Au cours des dernières années, les vignobles de Colombie-Britannique et d'Ontario - les deux Provinces canadiennes disposant d'une industrie vinicole importante ont gagné des centaines de récompenses internationales. "Lors de dégustations en aveugle, les meilleurs vins canadiens de certaines catégories sont à la hauteur de ceux d'autres pays", affirme Tony Aspler, rédacteur en chef du magazine Winetidings. Pour le moment, l'Ontario reste dominant : avec 10 000 hectares de plantations, il dispose d'un vignoble à peu près sept fois plus vaste que celui de la Colombie-Britannique et produit 90 % du vin canadien. Malgré leur taille plus modeste, les exploitations de Colombie-Britannique sont toutefois florissantes : elles ont gagné 440 médailles lors de compétitions internationales pour la seule année 1998. En juin 1999, le magazine Wine Spectator, de New York, a présenté des critiques très enthousiastes concernant 13 vins de Colombie-Britannique et 9 vins d'Ontario.
Les grands vainqueurs de ces compétitions internationales sont les "vins de glace", ces vins très sucrés qui sont devenus la grande spécialité canadienne. Mais Tony Aspler et d'autres critiques apprécient aussi les rieslings et les vins blancs en général. "Le temps où nous devions demander pardon pour la qualité de notre vin est bien révolu", se réjouit Allan Schmidt, directeur général de la Vineland Estate Winery.

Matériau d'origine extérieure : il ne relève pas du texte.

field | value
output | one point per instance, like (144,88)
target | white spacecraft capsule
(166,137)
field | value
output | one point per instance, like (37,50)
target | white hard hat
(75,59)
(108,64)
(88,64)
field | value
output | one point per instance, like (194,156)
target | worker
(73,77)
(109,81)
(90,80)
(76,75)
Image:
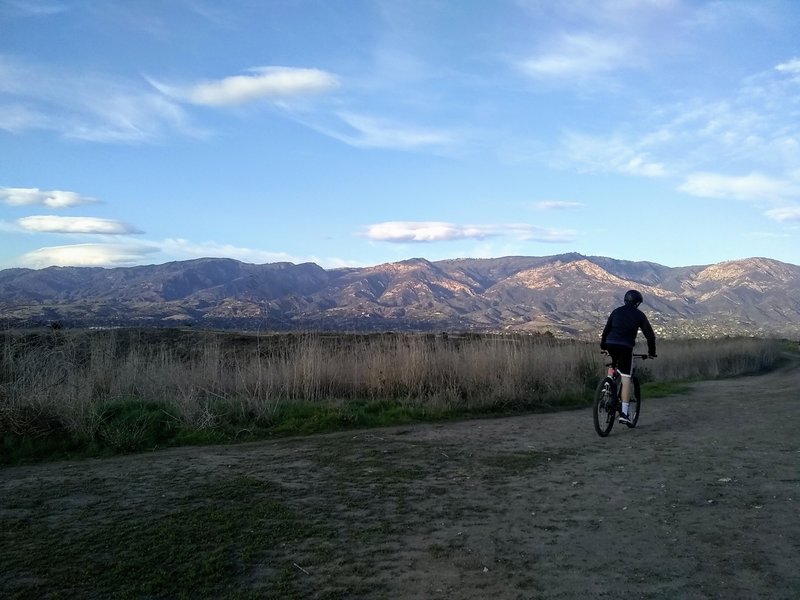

Certains des prix qu'il pratique reflètent d'ailleurs cette revendication de qualité : la bouteille de Meritage cabernet merlot 1997, par exemple, se négocie actuellement à 125 dollars canadiens [607 FF]. Il est à noter que ces coûteuses bouteilles ne sont vendues que sur place, au domaine, et qu'elles sont rationnées : pas plus de 2 bouteilles par client !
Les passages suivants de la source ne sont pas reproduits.